ReCAPTCHA Helps Decipher OCR Text

From the "Nice to Know" department:

You may have heard of "reCAPTCHA," which is a variant of CAPTCHA (Completely Automated Public Turing test to tell Computers and Humans Apart), i.e. requests to enter the characters of a distorted word before permitting access to a Website or submission of an order, thus confirming that the data was entered by a person and not a bot or machine, and thereby stopping scammers and spammers exploiting the Websites to send out illegal e-mails or harvest addresses.

It is estimated that CAPTCHA schemes are used about 100 million times every day.

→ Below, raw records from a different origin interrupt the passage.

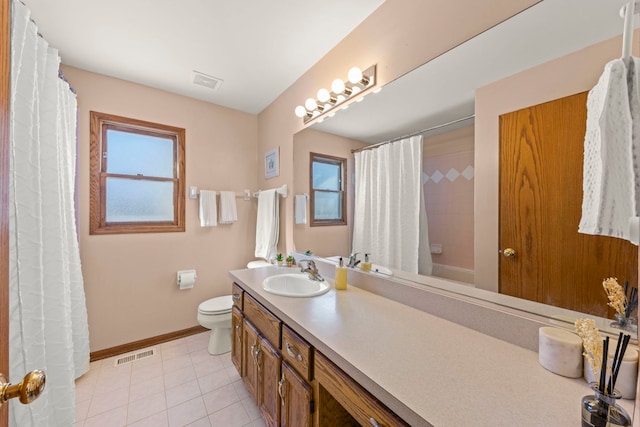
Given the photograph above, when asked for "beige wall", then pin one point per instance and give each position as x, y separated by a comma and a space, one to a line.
565, 76
130, 279
398, 36
325, 240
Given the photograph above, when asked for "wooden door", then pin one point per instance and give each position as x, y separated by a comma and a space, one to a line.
4, 198
250, 345
268, 376
236, 339
296, 398
541, 158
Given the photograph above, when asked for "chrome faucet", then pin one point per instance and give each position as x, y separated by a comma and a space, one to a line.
353, 260
311, 270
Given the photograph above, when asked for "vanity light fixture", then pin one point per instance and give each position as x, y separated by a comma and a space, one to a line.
357, 83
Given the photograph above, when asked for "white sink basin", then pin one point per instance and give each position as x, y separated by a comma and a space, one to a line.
294, 285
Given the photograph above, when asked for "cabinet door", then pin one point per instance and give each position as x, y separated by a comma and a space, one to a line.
268, 377
296, 397
250, 353
236, 339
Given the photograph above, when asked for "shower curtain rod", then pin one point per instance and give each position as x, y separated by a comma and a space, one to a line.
453, 122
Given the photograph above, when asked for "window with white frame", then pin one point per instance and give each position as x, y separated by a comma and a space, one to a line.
137, 176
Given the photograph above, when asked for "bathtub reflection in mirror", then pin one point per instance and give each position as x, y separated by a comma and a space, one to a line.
532, 64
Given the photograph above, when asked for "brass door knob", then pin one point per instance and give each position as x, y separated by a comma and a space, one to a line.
27, 390
508, 252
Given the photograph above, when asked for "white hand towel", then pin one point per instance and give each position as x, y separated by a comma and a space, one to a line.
228, 210
208, 209
301, 209
267, 224
608, 185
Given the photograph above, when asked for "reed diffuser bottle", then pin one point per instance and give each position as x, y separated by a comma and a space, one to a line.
600, 409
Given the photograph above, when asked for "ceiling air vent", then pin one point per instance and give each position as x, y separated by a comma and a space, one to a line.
133, 357
205, 80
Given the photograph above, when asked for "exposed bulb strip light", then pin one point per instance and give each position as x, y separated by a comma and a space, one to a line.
358, 81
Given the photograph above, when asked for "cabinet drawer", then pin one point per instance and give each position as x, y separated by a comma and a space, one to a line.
363, 407
268, 324
236, 294
297, 352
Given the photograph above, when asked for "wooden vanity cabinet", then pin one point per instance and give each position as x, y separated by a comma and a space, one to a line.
237, 294
296, 399
335, 386
236, 338
292, 384
261, 372
250, 346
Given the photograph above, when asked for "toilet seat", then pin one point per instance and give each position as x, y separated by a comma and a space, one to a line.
218, 305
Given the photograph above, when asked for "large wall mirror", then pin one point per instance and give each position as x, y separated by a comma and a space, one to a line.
552, 50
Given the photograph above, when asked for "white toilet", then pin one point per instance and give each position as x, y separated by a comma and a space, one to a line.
215, 314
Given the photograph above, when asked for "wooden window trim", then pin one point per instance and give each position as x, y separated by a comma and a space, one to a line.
99, 123
343, 185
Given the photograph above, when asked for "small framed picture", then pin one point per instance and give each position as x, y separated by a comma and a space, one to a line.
271, 163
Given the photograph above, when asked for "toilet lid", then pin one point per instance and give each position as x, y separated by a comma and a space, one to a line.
218, 305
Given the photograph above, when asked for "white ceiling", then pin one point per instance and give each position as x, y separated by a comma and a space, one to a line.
443, 89
258, 48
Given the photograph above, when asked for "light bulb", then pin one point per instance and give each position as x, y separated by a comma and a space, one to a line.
355, 75
300, 111
310, 104
337, 86
323, 95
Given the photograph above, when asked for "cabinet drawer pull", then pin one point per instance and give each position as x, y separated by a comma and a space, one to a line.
257, 353
280, 388
292, 353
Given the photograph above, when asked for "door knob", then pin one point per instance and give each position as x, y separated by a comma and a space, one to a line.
27, 390
508, 252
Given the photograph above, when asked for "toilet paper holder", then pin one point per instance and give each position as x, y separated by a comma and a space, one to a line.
186, 278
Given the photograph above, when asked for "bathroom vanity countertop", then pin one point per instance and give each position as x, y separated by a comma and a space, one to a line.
428, 370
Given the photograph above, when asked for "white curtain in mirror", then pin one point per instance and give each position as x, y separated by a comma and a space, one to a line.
48, 316
389, 206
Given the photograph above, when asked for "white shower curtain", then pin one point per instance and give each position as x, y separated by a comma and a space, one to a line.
390, 220
48, 317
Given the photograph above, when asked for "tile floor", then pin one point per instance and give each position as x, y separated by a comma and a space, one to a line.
181, 385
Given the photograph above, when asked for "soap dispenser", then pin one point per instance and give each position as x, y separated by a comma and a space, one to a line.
366, 264
341, 276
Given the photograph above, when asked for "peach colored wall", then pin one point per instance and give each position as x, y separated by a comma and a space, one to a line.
449, 203
325, 240
130, 279
398, 36
565, 76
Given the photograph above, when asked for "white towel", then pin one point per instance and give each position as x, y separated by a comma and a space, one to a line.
609, 184
228, 211
208, 209
301, 209
267, 224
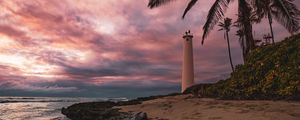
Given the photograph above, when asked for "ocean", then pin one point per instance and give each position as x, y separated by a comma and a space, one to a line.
40, 108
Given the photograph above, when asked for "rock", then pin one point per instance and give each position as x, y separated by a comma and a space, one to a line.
140, 116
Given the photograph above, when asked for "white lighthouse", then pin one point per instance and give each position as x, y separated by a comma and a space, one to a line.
188, 62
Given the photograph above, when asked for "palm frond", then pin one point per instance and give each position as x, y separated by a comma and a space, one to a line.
188, 8
157, 3
287, 14
215, 14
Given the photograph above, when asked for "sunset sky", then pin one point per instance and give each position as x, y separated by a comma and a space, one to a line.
108, 48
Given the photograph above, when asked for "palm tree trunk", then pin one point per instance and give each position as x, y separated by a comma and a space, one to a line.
270, 23
229, 51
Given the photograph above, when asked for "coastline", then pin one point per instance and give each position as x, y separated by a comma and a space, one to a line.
186, 107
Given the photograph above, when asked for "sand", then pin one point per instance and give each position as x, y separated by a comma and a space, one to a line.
185, 107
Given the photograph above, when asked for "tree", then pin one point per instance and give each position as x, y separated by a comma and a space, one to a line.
216, 13
284, 11
156, 3
241, 29
225, 26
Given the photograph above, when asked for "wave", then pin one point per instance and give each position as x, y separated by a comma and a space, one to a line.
50, 99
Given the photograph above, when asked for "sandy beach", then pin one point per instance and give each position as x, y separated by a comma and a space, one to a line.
185, 107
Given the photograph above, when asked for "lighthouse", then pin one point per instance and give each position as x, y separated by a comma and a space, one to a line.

reCAPTCHA is often used to decipher words that were not correctly read by OCR programs. In fact, the BBC reports that reCAPTCHA, created by Luis von Ahn at Carnegie Mellon University in Pittsburgh, farms out work to about 40,000 sites and now collects about four million responses every day. In the last year it has helped resolve more than 440 million words and has just helped to complete the conversion of the entire archive of the New York Times from 1908 into digital form.

So may not be participating in SETI, the global computer network in the Search for ExtraTerrestrial Intelligence, or any other globally distributed computer efforts, but you almost surely have helped at some point complete the work of digitizing the New York Times!